STORY
10| KEGELISAHAN
Sebagai seorang penjaga kamar jenazah,
aku harus menguatkan mentalku karena bisa saja aku bertemu dengan sesuatu yang
tidak harus aku temukan. Aku berkerja di suatu rumah sakit Tokyo sebagai
pegawai disana. Berbagai macam jenis gangguan yang sering aku terima disana.
Mulai dari suara bisikan, hembusan angin di tengkuk dan sebagainya.
Meskipun aku sudah berkerja disana
selama 5 tahun, tapi gangguan dari mereka selalu membuatku kurang nyali. Jadi
pada akhirnya aku selalu meminta para senior untuk membantuku.
Namun, suatu hari aku mendapatkan shift
malam dan menjaga korban kecelakaan sendirian. Iya, sendirian. Aku sebenarnya
mau menolak saat itu tapi karena sudah bagian dari pekerjaanku, aku harus
melakukannya karena tidak ada pilihan lagi.
"Yuu-san, bisa kamu awasi jenazah
yang baru saja keluar dari kamar operasi?" Tanya kepala suster rumah
sakit.
"O-oh tentu saja..", aku
menerima sebuah angket keterangan jenazah. Jenazah kali ini yang aku awasi
adalah seorang anak lelaki, Mamoru kusaka 7 tahun. Aku merasa kasihan kepada
anak itu yang meninggal muda dan tidak bisa bermain-main lagi seperti biasanya.
"Kasihan... aku bisa membayangkan
perasaan orang tua anak ini..."
Ketika aku memasuki kamar jenazah, aku
melihat seorang wanita sedang duduk di samping jenazah.
Aku menduga kalau wanita itu adalah ibu
kandung korban.
"A-anu, nyonya.. aku turut berduka
cita mengenai apa yang terjadi pada anak nyonya... jadi..."
Wanita itu menatap wajahku dengan
tatapan kosong dan depressi yang kuat.
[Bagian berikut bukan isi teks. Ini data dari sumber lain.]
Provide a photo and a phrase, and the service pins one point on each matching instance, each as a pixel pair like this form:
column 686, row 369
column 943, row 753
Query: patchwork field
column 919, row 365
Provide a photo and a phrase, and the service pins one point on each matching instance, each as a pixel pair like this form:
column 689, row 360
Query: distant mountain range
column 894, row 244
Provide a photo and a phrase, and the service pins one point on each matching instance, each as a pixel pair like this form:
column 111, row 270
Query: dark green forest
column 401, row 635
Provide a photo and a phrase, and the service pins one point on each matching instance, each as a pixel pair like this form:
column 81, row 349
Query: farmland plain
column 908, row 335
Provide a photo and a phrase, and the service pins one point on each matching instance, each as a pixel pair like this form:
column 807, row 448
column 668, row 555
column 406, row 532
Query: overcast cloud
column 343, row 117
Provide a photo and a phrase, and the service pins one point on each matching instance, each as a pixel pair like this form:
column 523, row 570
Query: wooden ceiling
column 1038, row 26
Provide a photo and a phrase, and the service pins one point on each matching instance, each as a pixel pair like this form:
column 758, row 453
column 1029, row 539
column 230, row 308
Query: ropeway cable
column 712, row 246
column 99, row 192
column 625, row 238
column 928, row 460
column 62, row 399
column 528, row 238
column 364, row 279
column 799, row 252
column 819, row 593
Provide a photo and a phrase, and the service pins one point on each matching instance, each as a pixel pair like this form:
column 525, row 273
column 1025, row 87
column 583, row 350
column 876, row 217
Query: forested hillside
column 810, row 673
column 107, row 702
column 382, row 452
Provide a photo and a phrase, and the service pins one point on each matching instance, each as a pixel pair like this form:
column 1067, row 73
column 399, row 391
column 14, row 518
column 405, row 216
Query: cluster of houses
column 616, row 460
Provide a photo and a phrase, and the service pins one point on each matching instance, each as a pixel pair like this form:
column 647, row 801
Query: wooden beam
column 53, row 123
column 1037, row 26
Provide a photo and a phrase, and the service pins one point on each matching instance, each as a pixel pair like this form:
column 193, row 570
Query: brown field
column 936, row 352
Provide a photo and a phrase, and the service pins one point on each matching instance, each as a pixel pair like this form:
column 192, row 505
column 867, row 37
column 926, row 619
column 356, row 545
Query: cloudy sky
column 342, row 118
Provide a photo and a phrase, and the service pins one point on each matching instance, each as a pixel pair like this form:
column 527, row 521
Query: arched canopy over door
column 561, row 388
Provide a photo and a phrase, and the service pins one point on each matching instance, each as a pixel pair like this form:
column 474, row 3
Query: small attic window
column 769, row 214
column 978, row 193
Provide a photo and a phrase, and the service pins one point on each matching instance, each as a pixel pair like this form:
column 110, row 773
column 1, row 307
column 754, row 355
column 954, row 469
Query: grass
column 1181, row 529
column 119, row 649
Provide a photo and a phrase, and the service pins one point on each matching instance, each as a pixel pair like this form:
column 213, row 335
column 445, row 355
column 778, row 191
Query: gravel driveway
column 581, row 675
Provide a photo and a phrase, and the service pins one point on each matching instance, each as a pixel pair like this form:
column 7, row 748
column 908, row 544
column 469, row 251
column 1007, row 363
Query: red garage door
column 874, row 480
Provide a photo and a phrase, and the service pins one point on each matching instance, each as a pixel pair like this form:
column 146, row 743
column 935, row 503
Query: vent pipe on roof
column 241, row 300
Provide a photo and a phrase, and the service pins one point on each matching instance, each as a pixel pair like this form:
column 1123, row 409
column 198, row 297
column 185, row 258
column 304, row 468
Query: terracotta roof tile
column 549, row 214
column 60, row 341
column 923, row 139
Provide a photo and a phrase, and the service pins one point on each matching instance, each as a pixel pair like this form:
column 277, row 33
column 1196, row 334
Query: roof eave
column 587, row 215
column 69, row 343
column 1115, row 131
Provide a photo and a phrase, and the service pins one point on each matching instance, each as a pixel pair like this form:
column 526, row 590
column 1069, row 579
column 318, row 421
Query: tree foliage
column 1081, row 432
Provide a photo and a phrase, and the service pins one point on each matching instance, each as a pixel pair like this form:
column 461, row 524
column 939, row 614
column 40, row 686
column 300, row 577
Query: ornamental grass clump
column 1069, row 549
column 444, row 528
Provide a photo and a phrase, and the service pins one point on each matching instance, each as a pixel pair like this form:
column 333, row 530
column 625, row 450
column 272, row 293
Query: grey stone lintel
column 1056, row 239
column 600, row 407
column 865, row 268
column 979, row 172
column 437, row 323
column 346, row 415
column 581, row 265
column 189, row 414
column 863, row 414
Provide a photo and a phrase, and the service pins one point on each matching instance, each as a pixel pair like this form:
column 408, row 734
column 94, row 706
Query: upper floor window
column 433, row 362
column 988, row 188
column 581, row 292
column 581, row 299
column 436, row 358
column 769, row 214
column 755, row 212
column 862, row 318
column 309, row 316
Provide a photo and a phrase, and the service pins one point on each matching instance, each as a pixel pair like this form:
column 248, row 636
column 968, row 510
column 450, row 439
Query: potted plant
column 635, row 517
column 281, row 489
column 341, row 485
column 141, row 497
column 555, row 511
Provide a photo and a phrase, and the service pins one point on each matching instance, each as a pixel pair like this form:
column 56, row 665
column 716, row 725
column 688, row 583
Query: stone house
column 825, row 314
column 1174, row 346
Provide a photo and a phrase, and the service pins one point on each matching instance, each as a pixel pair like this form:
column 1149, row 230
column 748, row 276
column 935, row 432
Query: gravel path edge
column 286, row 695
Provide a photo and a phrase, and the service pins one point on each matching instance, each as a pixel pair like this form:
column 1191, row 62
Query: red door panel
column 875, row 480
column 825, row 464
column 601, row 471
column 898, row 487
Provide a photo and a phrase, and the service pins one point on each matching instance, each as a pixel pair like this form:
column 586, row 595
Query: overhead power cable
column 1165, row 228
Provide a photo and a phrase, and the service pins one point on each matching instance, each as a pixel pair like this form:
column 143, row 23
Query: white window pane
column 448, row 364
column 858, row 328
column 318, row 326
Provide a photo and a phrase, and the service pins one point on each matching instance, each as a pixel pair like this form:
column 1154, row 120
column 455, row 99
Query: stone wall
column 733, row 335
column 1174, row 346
Lalu dia hanya menganggukan kepalanya
saja dan kembali menatap jenazah anaknya.
Aku tidak tahu harus melakukan apapun
lagi, aku bukan tipe orang yang suka memberikan motivasi tapi aku merasa tanggung
jawab untuk menghibur keluarga korban.
Sebelum aku mendapatkan topik yang
ingin aku bahas dengan nyonya itu. Dia berkata " dulu... mamoru adalah
anak yang periang dan sangat aktif. Bahkan aku sendiri kesusahan merawat dan
mengurusnya. Semenja suamiku menceraikanku, aku harus berjuang merawat
mamoru."
"Hari itu, aku dan mamoru pergi
membelikan mobil mainan, karena dia sangat menyukai mobil. Dan mobil itu aku
membelikan untuknya sebagai hadiah ulang tahun... tapi... tapi..."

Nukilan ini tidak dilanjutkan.